The Texas State Senate passed SB 16, a bill that would ban Critical Race Theory from being “compelled” on students in universities, according to Just The News. The text of the bill states that “[a] faculty member of an institution of higher education may not compel or attempt to compel a student enrolled at the institution to adopt a belief that any race, sex, or ethnicity or social, political, or religious belief is inherently superior to any other race, sex, ethnicity, or belief.” Many of these legislative efforts to ban critical race theory stems from Chris Rufo’s reporting that this ideology promotes “race essentialism, collective guilt and racial superiority theory” in America’s education system.
Indeed, Mr. Rufo even co-authored a series of articles that not only advocated legislative and enforcement action against the aforementioned ideologies but even tried to outline what model legislation on the subject would look like. Such a legislation would abolish DEI bureaucracies in higher education, abolish mandatory diversity training, and end the use of “diversity statements” as a method of political pressure.
The bill requires universities to be committed to “intellectual inquiry and academic freedom so that all students are equipped for participation in the workforce and the betterment of society; and intellectual diversity so that all students are respected and educated regardless of race, sex, or ethnicity or social, political, or religious background or belief.” The filer of the legislation, state Senator Bryan Hughes (R) explained that it would “establish in statute an express purpose statement for higher education that our institutions should be committed to creating environments where students are equipped for participation in the workforce and society while also respecting intellectual diversity, but not indoctrinating students.”
Senator Hughes added that “It will also prevent any faculty member from compelling or attempting to compel students to adopt a belief that any race, sex, ethnicity, or social, political, or religious belief is inherently superior to any other race, sex, ethnicity, or belief.” Another Texan Republican politician, Representative Carl Tepper, filed similar proposals to ban taxpayer funded education and governmental institutions from using taxpayer money to “practice woke discrimination, self-segregation and division” and banned CRT and “diversity, equity and inclusion” initiatives from these spaces.
As noted by Just The News, amid the major nationwide backlash to CRT and DEI being forced into the student body (and faculty), “[m]any higher education institutions have claimed to halt their respective DEI policies, however a review by The Center Square of some of their policies and language on their websites indicates DEI advocacy is ongoing.”
The lieutenant governor of Texas, Dan Patrick (R), had much praise for the passage of Hughes’s bill.
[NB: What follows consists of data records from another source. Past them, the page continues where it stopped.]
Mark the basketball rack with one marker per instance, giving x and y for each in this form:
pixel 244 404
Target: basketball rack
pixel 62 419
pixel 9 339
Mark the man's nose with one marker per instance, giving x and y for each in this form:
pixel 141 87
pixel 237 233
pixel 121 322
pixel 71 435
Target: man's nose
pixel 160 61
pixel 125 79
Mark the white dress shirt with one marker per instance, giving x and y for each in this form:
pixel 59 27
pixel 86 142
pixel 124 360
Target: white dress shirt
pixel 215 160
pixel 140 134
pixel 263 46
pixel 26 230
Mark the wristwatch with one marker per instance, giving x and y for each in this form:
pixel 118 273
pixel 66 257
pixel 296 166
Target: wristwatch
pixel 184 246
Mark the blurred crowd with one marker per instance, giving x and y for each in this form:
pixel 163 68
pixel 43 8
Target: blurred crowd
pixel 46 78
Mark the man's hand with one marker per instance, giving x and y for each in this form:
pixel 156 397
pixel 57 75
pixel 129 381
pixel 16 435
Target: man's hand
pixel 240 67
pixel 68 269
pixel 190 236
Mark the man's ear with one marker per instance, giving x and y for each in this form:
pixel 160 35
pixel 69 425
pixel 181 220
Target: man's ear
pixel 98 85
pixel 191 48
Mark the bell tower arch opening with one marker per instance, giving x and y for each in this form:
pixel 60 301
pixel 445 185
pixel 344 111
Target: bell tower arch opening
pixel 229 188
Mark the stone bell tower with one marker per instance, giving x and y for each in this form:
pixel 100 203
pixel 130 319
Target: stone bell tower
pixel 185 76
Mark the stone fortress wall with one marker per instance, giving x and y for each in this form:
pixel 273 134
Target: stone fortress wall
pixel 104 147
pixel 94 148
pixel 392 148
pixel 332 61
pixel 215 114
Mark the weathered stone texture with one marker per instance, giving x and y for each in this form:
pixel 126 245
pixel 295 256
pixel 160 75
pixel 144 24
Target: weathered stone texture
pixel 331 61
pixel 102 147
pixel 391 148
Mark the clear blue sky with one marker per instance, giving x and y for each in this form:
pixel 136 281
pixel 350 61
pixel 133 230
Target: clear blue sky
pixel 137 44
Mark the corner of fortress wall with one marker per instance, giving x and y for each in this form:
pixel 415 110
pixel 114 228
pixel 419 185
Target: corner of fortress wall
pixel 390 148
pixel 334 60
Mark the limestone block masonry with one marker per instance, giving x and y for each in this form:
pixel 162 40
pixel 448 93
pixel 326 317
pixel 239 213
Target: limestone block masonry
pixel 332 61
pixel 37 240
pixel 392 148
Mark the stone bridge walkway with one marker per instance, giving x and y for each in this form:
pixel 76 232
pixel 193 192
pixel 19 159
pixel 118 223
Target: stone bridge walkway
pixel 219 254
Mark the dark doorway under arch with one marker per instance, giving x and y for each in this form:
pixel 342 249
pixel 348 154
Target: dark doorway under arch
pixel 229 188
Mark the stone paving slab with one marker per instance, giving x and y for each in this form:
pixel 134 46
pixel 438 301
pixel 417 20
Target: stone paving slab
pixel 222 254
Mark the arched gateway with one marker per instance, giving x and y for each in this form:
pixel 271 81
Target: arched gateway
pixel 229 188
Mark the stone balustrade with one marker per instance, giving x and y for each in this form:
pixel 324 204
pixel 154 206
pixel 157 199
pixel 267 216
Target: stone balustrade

He commented that “Last session, we banned CRT in kindergarten through 12th grade because no child should be taught that they are inferior to others due to their race, sex, or ethnicity. In 2023 this should be common sense but the radical left’s drive to divide our society is relentless. This session, there was no question that we would ban the teaching of CRT in Texas universities. Liberal professors, determined to indoctrinate our students with their woke brand of revisionist history, have gone too far.”